Who doesn’t love an underdog story? Watching the lowly, those who shouldn’t have a chance in the world, take on and defeat the juggernaut always delights us. Whether it’s a love story where the beastly fellow gets the girl, a legal battle in which the little company gets justice over the mega-corporation, or the beloved “Cinderella story” in basketballs’ March Madness, we all approve of the humiliation of the proud and ascendency of the humble.
Entering into Esther 6 shows us that familiar motif once again. God brings down the proud, but He elevates the humble and lowly. Even today, when Esther’s story is read at Purim in Jewish cultural traditions, the name Haman will elicit jeers and boos among the children listening to the story—the enemy would get his just desserts! If you wonder why this theme runs throughout Scripture, it’s likely because we don’t embrace it ourselves. We may root for the underdog, but in reality, we all want to be the elite, the respected, the elevated. Yet, God has ways of bringing us low at the pinnacle of our pride.
The king’s sleepless night was the provocation of the role-reversal that was about to befall Haman.

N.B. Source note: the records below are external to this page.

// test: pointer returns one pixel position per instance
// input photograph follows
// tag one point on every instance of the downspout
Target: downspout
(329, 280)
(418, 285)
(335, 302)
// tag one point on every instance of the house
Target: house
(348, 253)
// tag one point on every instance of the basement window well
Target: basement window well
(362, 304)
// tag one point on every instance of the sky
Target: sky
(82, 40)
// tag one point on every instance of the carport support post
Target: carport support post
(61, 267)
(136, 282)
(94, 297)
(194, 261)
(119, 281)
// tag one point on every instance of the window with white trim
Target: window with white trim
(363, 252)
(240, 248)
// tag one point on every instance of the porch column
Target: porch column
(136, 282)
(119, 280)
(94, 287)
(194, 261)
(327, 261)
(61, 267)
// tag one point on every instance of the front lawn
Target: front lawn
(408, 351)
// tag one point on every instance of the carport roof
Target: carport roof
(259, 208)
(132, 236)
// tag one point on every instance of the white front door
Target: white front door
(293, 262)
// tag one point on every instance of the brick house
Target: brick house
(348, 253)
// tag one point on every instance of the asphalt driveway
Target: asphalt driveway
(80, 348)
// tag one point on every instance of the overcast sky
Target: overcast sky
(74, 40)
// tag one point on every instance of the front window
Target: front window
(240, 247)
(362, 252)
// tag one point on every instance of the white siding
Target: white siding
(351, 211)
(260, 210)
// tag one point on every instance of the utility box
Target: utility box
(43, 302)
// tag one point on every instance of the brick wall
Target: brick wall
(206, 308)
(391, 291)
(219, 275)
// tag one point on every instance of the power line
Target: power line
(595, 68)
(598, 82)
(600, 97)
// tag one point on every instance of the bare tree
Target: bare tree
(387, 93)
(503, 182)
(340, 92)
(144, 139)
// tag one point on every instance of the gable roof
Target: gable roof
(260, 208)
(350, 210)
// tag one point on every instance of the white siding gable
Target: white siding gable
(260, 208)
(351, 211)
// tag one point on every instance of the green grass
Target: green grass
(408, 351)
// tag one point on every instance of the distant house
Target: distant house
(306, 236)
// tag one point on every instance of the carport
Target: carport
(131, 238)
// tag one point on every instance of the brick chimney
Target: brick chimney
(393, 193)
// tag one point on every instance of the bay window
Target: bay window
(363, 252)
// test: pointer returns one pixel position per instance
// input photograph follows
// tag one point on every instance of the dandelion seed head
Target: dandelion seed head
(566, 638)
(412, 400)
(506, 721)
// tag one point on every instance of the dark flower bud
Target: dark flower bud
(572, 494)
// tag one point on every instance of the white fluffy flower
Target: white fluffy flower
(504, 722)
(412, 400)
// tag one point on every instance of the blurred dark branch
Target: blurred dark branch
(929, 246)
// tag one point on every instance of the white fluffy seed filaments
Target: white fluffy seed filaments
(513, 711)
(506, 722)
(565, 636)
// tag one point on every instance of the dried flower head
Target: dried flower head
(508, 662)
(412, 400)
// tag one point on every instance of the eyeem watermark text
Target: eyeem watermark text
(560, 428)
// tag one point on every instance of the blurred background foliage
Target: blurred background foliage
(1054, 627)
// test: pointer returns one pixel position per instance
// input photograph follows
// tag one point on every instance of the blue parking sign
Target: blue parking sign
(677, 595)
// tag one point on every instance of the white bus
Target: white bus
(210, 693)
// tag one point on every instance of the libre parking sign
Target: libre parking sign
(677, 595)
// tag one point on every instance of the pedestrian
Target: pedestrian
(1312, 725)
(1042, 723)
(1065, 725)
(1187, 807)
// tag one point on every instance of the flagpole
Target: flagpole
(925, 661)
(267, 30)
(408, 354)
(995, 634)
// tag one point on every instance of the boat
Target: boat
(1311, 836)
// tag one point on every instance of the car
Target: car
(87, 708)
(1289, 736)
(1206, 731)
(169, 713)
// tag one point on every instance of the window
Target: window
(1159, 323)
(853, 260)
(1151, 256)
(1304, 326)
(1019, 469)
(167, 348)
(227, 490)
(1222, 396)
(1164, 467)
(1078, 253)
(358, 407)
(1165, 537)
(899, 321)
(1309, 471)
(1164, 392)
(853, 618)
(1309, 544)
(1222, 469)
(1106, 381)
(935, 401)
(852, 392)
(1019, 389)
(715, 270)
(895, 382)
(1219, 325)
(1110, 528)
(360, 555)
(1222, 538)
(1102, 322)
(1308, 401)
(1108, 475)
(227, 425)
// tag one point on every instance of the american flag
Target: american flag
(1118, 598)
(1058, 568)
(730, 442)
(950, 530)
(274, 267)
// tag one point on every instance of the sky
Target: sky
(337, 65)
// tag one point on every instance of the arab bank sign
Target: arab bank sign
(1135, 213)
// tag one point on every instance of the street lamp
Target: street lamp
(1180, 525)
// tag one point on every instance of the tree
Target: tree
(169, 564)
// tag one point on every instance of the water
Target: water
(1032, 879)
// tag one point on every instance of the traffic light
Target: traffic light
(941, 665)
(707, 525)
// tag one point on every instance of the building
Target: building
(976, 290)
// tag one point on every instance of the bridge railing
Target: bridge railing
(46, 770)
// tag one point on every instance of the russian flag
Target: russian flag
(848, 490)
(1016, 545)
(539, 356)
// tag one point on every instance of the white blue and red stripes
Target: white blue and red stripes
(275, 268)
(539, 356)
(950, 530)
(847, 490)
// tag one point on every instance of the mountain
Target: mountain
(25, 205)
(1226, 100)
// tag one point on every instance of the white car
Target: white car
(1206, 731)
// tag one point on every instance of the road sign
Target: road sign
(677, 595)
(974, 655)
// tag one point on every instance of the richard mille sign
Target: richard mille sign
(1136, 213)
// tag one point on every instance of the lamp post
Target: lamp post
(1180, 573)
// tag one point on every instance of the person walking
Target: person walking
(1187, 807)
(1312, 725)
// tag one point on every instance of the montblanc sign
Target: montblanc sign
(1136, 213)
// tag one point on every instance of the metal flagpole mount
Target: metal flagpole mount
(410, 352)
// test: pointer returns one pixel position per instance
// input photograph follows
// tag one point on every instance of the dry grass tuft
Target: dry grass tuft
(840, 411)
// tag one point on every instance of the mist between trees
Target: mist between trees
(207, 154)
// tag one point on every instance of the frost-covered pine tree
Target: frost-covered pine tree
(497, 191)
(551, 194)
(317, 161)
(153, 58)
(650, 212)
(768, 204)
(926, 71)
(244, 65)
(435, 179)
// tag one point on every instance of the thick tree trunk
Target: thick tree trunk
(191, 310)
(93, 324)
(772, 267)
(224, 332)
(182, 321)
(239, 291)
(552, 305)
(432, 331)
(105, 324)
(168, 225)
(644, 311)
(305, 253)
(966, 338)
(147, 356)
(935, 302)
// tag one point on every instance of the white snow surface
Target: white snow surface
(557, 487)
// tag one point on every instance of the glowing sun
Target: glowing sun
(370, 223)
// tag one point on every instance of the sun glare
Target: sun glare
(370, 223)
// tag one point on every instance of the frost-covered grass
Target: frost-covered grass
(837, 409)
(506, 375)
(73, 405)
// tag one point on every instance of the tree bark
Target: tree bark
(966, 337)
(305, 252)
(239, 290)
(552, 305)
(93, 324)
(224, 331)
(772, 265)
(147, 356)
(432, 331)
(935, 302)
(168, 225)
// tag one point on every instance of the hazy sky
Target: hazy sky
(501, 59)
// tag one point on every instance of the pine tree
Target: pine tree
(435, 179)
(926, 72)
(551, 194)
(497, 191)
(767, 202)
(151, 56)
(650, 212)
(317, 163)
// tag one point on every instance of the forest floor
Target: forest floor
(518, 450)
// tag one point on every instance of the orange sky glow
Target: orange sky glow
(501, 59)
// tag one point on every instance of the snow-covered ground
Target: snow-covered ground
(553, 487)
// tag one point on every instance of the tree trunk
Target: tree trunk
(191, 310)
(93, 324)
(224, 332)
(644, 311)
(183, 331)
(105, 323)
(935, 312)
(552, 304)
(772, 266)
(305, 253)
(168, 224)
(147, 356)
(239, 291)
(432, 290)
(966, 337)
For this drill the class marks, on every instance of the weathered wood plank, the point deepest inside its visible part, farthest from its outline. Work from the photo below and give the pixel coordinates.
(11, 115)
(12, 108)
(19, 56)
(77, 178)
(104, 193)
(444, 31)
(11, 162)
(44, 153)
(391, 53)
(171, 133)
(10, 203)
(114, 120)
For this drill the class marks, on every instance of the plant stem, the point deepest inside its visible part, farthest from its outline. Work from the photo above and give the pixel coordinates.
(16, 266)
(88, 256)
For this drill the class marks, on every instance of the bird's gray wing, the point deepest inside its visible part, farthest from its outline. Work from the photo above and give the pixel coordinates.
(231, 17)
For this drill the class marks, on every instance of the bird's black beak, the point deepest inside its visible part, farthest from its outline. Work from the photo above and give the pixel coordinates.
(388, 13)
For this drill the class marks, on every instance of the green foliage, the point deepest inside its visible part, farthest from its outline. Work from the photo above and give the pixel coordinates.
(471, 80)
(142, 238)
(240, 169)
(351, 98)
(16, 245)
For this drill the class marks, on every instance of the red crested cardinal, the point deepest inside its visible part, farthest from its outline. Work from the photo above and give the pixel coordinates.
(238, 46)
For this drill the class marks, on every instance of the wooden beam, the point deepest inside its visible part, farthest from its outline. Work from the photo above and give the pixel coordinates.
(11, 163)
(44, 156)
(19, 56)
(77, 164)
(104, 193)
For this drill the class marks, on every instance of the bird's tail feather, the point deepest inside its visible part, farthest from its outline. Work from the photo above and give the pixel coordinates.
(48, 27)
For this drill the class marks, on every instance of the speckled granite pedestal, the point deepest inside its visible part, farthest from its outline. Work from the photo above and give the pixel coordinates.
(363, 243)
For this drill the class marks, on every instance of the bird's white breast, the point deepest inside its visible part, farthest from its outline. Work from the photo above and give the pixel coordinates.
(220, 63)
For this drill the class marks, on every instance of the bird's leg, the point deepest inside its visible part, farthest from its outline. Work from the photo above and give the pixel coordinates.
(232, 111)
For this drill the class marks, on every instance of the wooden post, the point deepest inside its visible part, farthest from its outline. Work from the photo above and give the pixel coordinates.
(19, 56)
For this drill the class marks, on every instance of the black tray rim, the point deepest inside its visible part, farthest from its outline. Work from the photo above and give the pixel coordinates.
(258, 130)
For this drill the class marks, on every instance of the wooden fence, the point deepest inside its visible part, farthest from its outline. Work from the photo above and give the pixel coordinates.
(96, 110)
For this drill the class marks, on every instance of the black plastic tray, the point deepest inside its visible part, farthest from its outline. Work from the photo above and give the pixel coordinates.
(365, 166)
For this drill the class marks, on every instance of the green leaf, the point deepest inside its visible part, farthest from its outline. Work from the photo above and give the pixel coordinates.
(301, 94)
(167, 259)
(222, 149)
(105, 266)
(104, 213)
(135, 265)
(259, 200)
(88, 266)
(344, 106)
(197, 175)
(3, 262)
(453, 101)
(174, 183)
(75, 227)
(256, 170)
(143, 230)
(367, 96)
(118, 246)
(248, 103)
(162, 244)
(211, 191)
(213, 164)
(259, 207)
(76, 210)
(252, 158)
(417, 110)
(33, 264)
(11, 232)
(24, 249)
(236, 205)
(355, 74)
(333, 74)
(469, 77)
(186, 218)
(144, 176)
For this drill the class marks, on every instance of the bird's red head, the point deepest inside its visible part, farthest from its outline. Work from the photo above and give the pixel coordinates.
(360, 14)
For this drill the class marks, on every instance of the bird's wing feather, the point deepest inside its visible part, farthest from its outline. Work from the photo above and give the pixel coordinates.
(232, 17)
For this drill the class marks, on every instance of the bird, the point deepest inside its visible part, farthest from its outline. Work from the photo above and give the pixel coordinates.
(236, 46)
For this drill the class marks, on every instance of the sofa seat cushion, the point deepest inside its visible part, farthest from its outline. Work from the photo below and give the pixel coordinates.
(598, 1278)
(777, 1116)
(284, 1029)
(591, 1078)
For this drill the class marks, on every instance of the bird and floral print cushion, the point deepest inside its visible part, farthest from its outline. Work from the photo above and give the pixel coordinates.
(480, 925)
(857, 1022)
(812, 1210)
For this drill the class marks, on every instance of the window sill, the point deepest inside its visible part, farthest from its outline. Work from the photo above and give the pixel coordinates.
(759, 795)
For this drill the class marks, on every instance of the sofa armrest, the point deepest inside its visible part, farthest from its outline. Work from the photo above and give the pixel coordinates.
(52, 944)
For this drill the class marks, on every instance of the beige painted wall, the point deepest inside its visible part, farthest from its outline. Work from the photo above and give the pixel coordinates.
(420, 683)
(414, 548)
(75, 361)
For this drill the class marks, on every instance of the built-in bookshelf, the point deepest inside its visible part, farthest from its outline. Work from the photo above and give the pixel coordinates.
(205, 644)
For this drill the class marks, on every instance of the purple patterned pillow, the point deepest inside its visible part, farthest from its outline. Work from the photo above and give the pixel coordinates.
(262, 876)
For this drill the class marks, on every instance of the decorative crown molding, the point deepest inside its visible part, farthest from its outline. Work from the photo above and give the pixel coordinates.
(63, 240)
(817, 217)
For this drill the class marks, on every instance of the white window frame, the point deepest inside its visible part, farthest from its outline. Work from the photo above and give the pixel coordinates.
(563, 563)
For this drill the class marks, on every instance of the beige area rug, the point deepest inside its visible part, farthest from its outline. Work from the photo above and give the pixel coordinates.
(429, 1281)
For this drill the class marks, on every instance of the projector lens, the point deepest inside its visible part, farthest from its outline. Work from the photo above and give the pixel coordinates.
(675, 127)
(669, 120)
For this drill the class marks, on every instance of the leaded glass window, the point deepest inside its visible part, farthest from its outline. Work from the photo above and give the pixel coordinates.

Attempting to break his insomnia with some boring ledgers of “daily events” being read to him, the king stumbled (not coincidently, mind you) on the report of Mordecai’s exposure of the assassination attempt against him. It raised the question, “What’s been done to honor this man?” And here is where the proud fall, and the humble are exalted.
Pride blinds us. Haman was so sure of himself, so confident of his superiority and excellence, that when the king asked, “What should be done for the man the king wants to honor?” (Esther 6:6), the only person Haman could think about was himself. When we elevate ourselves in pride, we diminish everyone else around us, acting as if there is no one else in the world worth considering.
This is a cautionary tale for us today. It is the practical theology of Proverbs 26:27: “The one who digs a pit will fall into it, and whoever rolls a stone—it will come back on him.” Humility is in short supply today, but arrogance is overwhelmingly abundant.
What would it have been like for Haman to walk Mordecai through the streets? Scripture tells us “Haman took the garment and the horse. He clothed Mordecai and paraded him through the city square, calling out before him, ‘This is what is done for the man the king wants to honor’” (Esther 6:11). Are you proud? You’ll find the result of your life similar to Haman’s: being humiliated while those you despise are elevated. Let the humility of Christ, who died for you, be your redemption. “Humble yourselves, therefore, under the mighty hand of God, so that he may exalt you at the proper time” (1Peter 5:6).